After you've written the hypothesis, you should have a clear idea which user behavior the experiment should influence and what outcome you expect to see. Now you need to pick metrics that measure if the experiment successfully achieves this outcome. An ideal success metric directly measures the desired outcome and is

  • Observable in the short term
  • Sensitive to changes
  • Relevant for the business in the long term

In the best case, you can measure your desired outcome directly and with a reasonable delay after a user's exposure to the change.

Unfortunately, often the outcome of interest happens further in the future and is difficult to measure directly in the experiment.

Select few specific metrics

Success metrics should be as specific to the hypothesis as possible. You may be curious to learn about all the possible effects that your treatment may have. It's often tempting to just add every single metric that your change could possibly impact. However, when deciding on a success metric you should limit yourself to a few relevant metrics, and separate explorations from the criterion that defines success.

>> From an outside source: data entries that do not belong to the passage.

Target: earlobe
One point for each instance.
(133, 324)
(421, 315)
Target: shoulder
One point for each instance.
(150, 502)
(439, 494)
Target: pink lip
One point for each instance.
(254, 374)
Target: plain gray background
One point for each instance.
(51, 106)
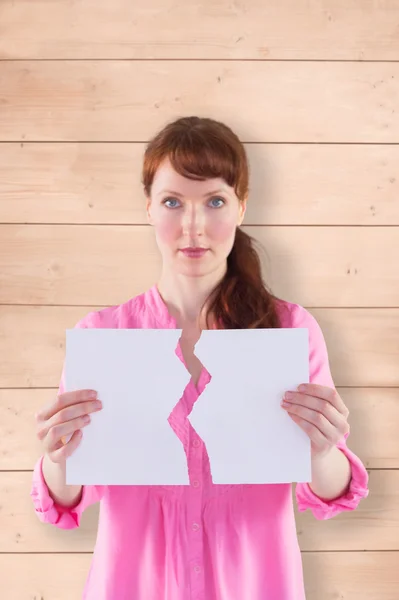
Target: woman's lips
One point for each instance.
(194, 252)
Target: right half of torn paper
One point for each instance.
(248, 435)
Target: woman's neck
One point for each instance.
(185, 296)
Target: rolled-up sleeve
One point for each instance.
(45, 508)
(320, 373)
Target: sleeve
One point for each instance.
(45, 508)
(320, 373)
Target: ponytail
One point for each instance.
(242, 300)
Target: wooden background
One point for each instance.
(311, 88)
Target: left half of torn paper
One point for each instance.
(139, 380)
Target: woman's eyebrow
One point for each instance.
(182, 195)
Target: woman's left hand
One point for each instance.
(321, 413)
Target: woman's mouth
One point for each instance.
(194, 252)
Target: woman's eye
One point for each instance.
(219, 200)
(170, 200)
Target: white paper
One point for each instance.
(139, 380)
(248, 436)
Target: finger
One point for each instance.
(68, 414)
(317, 420)
(316, 404)
(52, 441)
(313, 432)
(64, 451)
(325, 393)
(63, 400)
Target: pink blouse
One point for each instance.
(200, 541)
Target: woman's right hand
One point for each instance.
(65, 418)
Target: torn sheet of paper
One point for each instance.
(139, 380)
(248, 436)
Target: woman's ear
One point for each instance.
(242, 209)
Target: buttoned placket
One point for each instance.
(194, 522)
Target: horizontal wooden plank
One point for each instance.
(328, 575)
(291, 184)
(374, 525)
(280, 29)
(374, 414)
(95, 264)
(131, 100)
(362, 344)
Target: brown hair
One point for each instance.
(202, 148)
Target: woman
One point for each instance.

You should select only few success metrics because:

  • It's harder to reliably measure success with many metrics
  • More metrics require a larger sample size

After your experiment ends, you can explore the effects on other metrics using exploratory analysis. This can help you understand the results better and inspire new hypotheses. However, you should base the decision whether to ship a change on your pre-defined success metrics, not on metrics that you added afterwards. Pre-defining decision criteria helps to avoid confirmation bias, where you end up selectively looking for evidence that confirms your beliefs and ignore evidence against.